Gamification is the application of typical elements of game playing (e.g. point scoring, competition with others, rules of play) to other areas of activity, typically as an online marketing technique to encourage engagement with a product or service:

“Gamification is exciting because it promises to make the hard stuff in life fun” ~ Oxford English Dictionary

Through the process of awarding badges, points and achievement levels, gamification gives agents an opportunity to show their achievements and compete as individuals and part of the team.

The goals in mind are set by the business, and these require a great deal of thought, as any agent behaviours and actions must be closely aligned with where the business wants to go.

1. Risk

Gamification is an area of potential risk for businesses: taking a simple example, rewarding agents based upon average call handling time so as to reduce cost could obviously lead to them dropping difficult calls or not answering customers fully in order to meet these targets.

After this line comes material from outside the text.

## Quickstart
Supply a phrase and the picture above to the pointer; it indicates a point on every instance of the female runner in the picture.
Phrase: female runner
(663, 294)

There is also a risk that the novelty of games will wear off, with rewards having to have a higher and higher tangible monetary value in order to keep people’s motivation, so ongoing efforts must be made by management to keep games fresh and goals relevant.

2. Teamwork

It is important to note that gamification, while providing feedback and rewards to agents on an individual level, should be used as part of a team or community experience. This will help to encourage high-performing agents to share their best practice and for all agents to be continually challenged and pushed to learn new skills and improve their own performance.

3. Revenue vs. Training

Contact centres that use gamification frequently report that most agents go beyond the required training schedule, completing extra units and developing skills further in order to accumulate more points and badges.

In a heavily incentivised sales environment, encouraging agents to take time off revenue generating activity to take training can be difficult, and this is a potential solution.

4. Immediate Feedback

Gamification is shown to increase agent engagement through providing immediate feedback to the agent, who does not have to wait until the scheduled supervisory review to see how they are doing.

5. Improved Loyalty

Through the pooling of knowledge and collaboration within a group in order to achieve specific goals for which all will be rewarded.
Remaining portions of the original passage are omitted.